Obviously the Star Trek communicator badge--------if you can get it to make the tweeky noise when you hit it, even better.
 
Good grief, don't you guys see it... he needs an "EASY button" from from Staples attached to his chest with velcro. Beware the falling office supplies when you push it :D

Us girl dorks can just give our buddy a coy smile after realizing we've done that same move :eyebrow:
Ber :lilbunny:
 
Dear Dork Divers,

At ScubaBoard's Invade the Keys 2008, I was diving a shallow reef (not even 30 feet/9 meters deep) in the nice warm water (84°F/29°C). Throughout the dive, I repeatedly pressed my inflator, but nothing ever happened... probably because I was diving a *wetsuit* and there was no inflator in the middle of my chest.




Obviously, I'm not about to stop diving my wonderful cold, dark, and murkies, so how best should I address this potentially embarrassing situation?
  1. Dive the drysuit exclusively. (I've actually done dry dives in 84°F water, after all.)
  2. Signal pressure every time I press the inflator. (That way they'll think I was just saying "my".)
  3. Glue a shiny plastic Star Trek communicator badge to the middle of my chest. ("Well, duh!

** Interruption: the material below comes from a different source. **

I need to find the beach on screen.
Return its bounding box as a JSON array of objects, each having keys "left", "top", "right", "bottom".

The Handbook said to place it there for all underwater operations, as it might get knocked off if it were in its normal position.")
  4. _______________
--Thumper
4. In unison with right hand on chest, raise left hand with flag attached. Goodman handle might work for this. If you have a Zeagle set-up, just point light on flag.
Caution: (Gauge appropriateness in waters outside of US)
 
Dear Dork Divers,

At ScubaBoard's Invade the Keys 2008, I was diving a shallow reef (not even 30 feet/9 meters deep) in the nice warm water (84°F/29°C). Throughout the dive, I repeatedly pressed my inflator, but nothing ever happened... probably because I was diving a *wetsuit* and there was no inflator in the middle of my chest.


Obviously, I'm not about to stop diving my wonderful cold, dark, and murkies, so how best should I address this potentially embarrassing situation?
  1. Dive the drysuit exclusively. (I've actually done dry dives in 84°F water, after all.)
  2. Signal pressure every time I press the inflator. (That way they'll think I was just saying "my".)
  3. Glue a shiny plastic Star Trek communicator badge to the middle of my chest. ("Well, duh! The Handbook said to place it there for all underwater operations, as it might get knocked off if it were in its normal position.")
  4. _______________
--Thumper

4. Pretend you were just scratching an itch.

5.
Immediately after, smack your forhead and wite on your slate, "I left my sun glasses cliped in the front of my farmer John's. Don't laugh I actually did this once. The glasses actually survived.